Make sure all of these efforts are on social media! Platforms such as Facebook provide free access to, potentially, thousands of people. If someone local is browsing for potential dealerships, not only will they look at the inventory, but they will take a look at social media presence to check the reviews. Since the photos and videos are on the same page as reviews, they will see videos and photos of your dealership out and about locally.
The Small Business Advantage
While Small Business Saturday might be the most concentrated effort to direct traffic to small shops, the rewards for truly operating in the capacity of a small business come all year round.
It starts by being integral to the local economy. Small businesses are a huge part of the American economy, accounting for two-thirds of creating net new jobs. When shoppers support smaller businesses, they feel that they are making a more significant impact locally. Making a big purchase like a car, even more so. For Small Business Saturday, dealerships might consider adding incentives branded specifically for that day.
Another plus of being considered a small business is having high regard in the neighborhood, certainly an advantage above big-box stores with far less face-to-face engagement with customers.

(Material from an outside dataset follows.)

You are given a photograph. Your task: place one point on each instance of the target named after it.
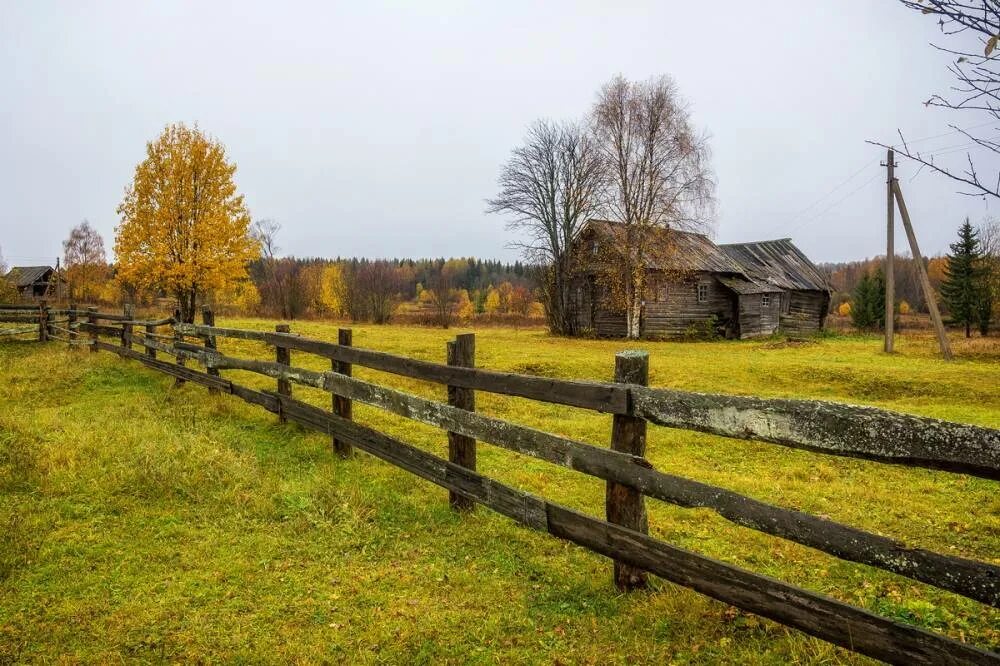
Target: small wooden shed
(742, 290)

Area shoppers are considered a trusted third party, making their reviews slightly more valuable than an out-of-town shopper. Between that and employing local people, dealerships have the opportunity to bolster a good reputation in the community.
Interestingly, and somewhat paradoxically given the personal nature of interacting with smaller businesses, Small Business Saturday also has a unique focus on ecommerce. With automotive customers expressing a clear desire to put the entire shopping process online, it may be advantageous for dealerships to beef up their web presence ahead of time. It never hurts to give shoppers a place to browse inventory in a place where the dealership sets the narrative. Flesh out the company biography, highlighting community engagement efforts, but it’s also an important time for the inventory pages to look their best- plenty of photos, lots of helpful information, all in anticipation of shoppers browsing for Black Friday and the day afterwards, Small Business Saturday.
Why Not Small?
While enjoying a unique rapport with the town, car dealerships still have the advantage of selling an in-demand product and being a huge part of the local economy. After all, this is a business that is undoubtedly paying more local taxes than the big box stores nearby. Paid taxes are a badge of honor for these dealers and a positive feature to highlight in advertising for areas with a plethora of corporate retail businesses.

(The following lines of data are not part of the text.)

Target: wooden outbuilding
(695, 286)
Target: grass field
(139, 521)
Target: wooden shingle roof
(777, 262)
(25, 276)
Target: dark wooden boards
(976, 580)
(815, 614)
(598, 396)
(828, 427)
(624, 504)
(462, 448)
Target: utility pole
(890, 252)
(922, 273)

Why shouldn’t a local company – providing jobs to local workers, paying local, county and state taxes, and engaging in philanthropy within the community – be considered a small business? Because they have too many employees? Because they deal in products that are a major purchase for most consumers? Next Small Business Saturday, let’s include the businesses that provide local communities with an item they use every day. The businesses that offer tea koozies and handmade fridge magnets should be celebrated too – everyone has their place – but those businesses are going to be hard pressed to support a local economy in a similar fashion to a well-run, community-invested automotive dealership.